Imagen de Odas Lugareñas
Hueles a limpieza, a espuma jabonosa que bautizaba tu barbilla, tu cuello y tus mejillas, acariciando tu bigote y preparándolo para ser recortado delicadamente con esa añosa tijera. Hueles al jabón que usábamos en casa desde que tengo memoria, esa fragancia persistente que no desaparecía, sin importar cuánto rato te golpearas con el chorro de agua caliente bajo la ducha.
Hueles a quillay, a eucaliptos, a ola que revienta en los roqueríos porteños y deja esa salinidad que se advierte en tus hombros, en tus abrazos, en tu regazo inolvidable, tan seguro, tan añorado.
Y el aroma rebelde del jabón persistía a lo largo de la mañana, cuando te entretenías jugando a ser mecánico en mitad del patio, te manchabas con grasa hasta los codos y el sudor se iba apoderando, milímetro a milímetro, de tu piel, dando vida a un nuevo olor que tengo íntegro, intacto, en la memoria: el olor un poco agrio y agitado de tu transpiración empapándote las axilas, el pecho lampiño, la frente surcada por algunas arrugas y medio cubierta por tu negro cabello peinado al lado.

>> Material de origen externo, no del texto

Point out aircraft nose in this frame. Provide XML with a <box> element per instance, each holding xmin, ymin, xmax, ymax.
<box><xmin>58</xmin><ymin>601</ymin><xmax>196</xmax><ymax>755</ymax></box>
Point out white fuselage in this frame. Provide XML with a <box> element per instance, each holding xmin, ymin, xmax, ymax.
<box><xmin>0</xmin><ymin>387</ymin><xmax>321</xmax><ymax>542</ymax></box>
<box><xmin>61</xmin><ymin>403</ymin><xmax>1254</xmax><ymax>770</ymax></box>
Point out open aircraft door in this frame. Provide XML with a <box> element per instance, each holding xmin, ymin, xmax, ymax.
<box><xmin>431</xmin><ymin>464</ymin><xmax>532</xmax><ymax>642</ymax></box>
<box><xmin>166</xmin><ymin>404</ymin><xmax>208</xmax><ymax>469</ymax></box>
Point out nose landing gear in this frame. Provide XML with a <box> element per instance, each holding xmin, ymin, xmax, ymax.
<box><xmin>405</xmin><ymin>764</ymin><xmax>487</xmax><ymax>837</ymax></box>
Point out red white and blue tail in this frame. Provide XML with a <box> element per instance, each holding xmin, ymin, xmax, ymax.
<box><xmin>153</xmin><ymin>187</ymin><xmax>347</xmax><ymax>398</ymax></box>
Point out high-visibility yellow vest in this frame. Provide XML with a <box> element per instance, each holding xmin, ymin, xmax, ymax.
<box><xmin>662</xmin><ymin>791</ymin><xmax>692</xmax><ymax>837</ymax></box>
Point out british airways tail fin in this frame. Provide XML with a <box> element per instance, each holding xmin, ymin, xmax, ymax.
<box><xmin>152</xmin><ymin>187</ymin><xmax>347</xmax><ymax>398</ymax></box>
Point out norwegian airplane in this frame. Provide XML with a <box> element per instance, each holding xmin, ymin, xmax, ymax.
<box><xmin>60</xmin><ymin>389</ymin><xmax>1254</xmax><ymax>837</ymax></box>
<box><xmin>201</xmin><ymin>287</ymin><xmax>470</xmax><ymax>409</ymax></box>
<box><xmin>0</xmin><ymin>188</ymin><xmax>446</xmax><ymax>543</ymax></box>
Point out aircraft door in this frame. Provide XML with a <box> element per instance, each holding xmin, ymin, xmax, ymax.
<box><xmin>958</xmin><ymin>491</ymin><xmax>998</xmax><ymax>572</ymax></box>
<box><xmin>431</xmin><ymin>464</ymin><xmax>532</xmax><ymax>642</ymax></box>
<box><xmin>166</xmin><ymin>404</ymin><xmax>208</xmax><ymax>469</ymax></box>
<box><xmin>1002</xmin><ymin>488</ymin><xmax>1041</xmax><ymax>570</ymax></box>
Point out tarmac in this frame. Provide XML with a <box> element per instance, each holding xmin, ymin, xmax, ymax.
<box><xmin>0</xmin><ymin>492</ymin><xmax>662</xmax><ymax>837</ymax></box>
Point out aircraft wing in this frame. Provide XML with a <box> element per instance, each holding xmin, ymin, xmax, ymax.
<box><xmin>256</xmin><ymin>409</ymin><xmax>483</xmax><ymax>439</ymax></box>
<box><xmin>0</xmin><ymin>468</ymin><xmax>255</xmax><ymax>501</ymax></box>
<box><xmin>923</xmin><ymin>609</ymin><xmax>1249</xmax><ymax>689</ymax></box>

Por la noche, también hueles a vino tinto, a taberna, a carne y pan ahumados; hueles a noche ebria y a calle desierta, hueles a pasos equívocos, a mareos fulminantes que se mezclan con la pulcritud de la mañana, sin lograr desaparecerla a pesar de que las copas demás no pueden disimularse, te abrazan las entrañas, te corroen la piel y se escapan por cada poro. Huelo a lágrimas.
Hueles a hastío, a hostigamiento, a cansancio, a ganas de rendirte.
Te duermes. Tu habitación entera se impregna de olor a vino barato pero mi olfato de niña sabe distinguir que bajo ese espeso efluvio alcohólico están aún el quillay, el eucalipto, el jabón y el mar esperando por mi beso de la siguiente mañana.